Please see the following code for creating an LSTM network:
NumberofClasses=8
model = Sequential()
model.add(LSTM(256,dropout=0.2,input_shape=(32,
512),return_sequences=False))
model.add(Dense(1024, activation='relu'))
model.add(Dropout(0.5))
model.add(Dense(NumberofClasses, activation='softmax'))
print(model.summary())
sgd = SGD(lr=0.00005, decay = 1e-6, momentum=0.9, nesterov=True)
model.compile(optimizer=sgd, loss='categorical_crossentropy', metrics=
['accuracy'])
callbacks = [EarlyStopping(monitor='val_loss', patience=10, verbose=1),
ModelCheckpoint('video_1_LSTM_1_1024.h5', monitor='val_loss',
save_best_only=True, verbose=1 ) ]
nb_epoch = 500
model.fit(train_data,train_labels,validation_data,validation_labels,batch_size,nb_epoch,callbacks,shuffle=False,verbose=1)
In the above code, I am creating an LSTM using Keras library of python, my data has a sample of 131 videos belonging to 8 different classes. I have set a frame sequence of 32 frames for each video(thus each video has 32 frames and hence 131 video generated 4192 frames) I extracted features from a pre-trained model of VGG16 for each of these frames. I created train dataset through adding Each of these extracted features into an array. it generated a final array of 4192,512 dimensions. the corresponding train_labels holds one hot encoding for each of the eight classes and have a dimension of 4192,8. However since LSTM needs the input shape of (samples, timestamp, and feature) formate, and each of video in my case has a sequence of 32 frames, so I reshaped the trained data in to [131,32,512] and applied the same reshaping to the train_labels.

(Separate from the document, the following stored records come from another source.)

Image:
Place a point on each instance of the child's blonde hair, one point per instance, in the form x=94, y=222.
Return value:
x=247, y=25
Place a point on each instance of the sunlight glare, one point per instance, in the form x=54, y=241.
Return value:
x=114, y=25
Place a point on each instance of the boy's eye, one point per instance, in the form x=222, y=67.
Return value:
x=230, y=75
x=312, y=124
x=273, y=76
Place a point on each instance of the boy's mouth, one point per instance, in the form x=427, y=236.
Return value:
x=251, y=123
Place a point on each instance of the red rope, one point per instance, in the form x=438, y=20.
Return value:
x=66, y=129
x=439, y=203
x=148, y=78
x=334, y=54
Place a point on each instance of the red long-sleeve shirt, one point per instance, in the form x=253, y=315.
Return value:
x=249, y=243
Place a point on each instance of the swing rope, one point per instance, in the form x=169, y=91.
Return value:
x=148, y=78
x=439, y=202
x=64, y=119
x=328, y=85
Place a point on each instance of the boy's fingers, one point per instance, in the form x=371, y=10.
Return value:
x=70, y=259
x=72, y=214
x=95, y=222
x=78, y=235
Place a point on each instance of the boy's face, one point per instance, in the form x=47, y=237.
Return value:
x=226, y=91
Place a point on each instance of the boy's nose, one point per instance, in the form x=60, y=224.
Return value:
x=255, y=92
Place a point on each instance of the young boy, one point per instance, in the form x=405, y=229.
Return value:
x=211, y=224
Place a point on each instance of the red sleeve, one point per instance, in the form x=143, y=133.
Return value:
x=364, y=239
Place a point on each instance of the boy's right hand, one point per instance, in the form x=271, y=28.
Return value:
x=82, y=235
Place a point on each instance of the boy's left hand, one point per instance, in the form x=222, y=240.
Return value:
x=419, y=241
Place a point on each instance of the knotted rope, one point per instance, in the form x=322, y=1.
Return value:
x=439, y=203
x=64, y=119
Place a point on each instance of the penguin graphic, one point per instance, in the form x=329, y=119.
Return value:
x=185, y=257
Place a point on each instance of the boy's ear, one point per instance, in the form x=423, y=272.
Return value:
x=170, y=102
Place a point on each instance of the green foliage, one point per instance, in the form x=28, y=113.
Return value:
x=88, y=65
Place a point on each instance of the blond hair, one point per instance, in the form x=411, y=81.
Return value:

However, when I run this I got the following error:
ValueError: Error when checking target: expected dense_2 to have 2 dimensions, but got
array with shape (131, 32, 8)
If I do not reshape the train_labels and leave it like (4192,8) the error is :
ValueError: Input arrays should have the same number of samples as target
arrays. Found 131 input samples and 4192 target samples.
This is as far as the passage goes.